Hepatic ESRRA represses H3K18la-marked genes that are correlated with MASLD/MASH progression
To elucidate the functional significance of ESRRA-dependent histone lactylation on transcriptional regulation, particularly H3K18la, we first performed genome-wide CUT&Tag followed by high-throughput DNA sequencing using anti-H3K18la antibodies in MASH-ESRRA mice liver tissues and MASH-GFP controls. Analysis of the genome-wide distribution of H3K18la showed that hepatic ESRRA overexpression resulted in a reduction of H3K18la chromatin occupancy at transcription start sites, as indicated by 1054 downregulated H3K18la binding peaks, of which 33.87% were distributed within promoter regions (≤3 kb) (Fig. 8a). Next, we conducted bulk RNA sequencing (RNA-seq) analysis and observed 696 genes that were expressed significantly fewer in MASH-ESRRA livers than in controls by differentially expressed gene (DEG) analysis (log2FC >0 (where FC is fold change), P < 0.05) (Supplementary Fig. 6a,b).
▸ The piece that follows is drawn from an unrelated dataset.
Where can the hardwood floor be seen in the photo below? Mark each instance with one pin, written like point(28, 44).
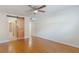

Next, we performed KEGG and GO Biological Process pathways analysis for the 352 downregulated genes targeted by H3K18la and 696 downregulated genes in liver tissues with ESRRA overexpression (Fig. 8b and Supplementary Fig. 6c–e). Multiple pathways involved in carcinogenic and metabolic mechanisms were enriched as illustrated by KEGG enrichment analysis, such as pathways in cancer, HCC, cellular senescence, p53 signaling and Rap1 signaling as well as cholesterol metabolism, steroid biosynthesis, AMPK signaling and FoxO signaling (Fig. 8b and Supplementary Fig. 6c). The GO Biological Process analysis revealed that downregulated H3K18la-marked genes were involved in the regulation of protein metabolic process and endoplasmic reticulum stress, whereas downregulated transcripts encompassed multiple genes that are associated with cell cycle and cell division in MASH-ESRRA livers (Supplementary Fig. 6d,e). These data suggest that ESRRA-modulated H3K18la repression may reduce the transcription of key genes encoding known metabolism and tumorigenesis.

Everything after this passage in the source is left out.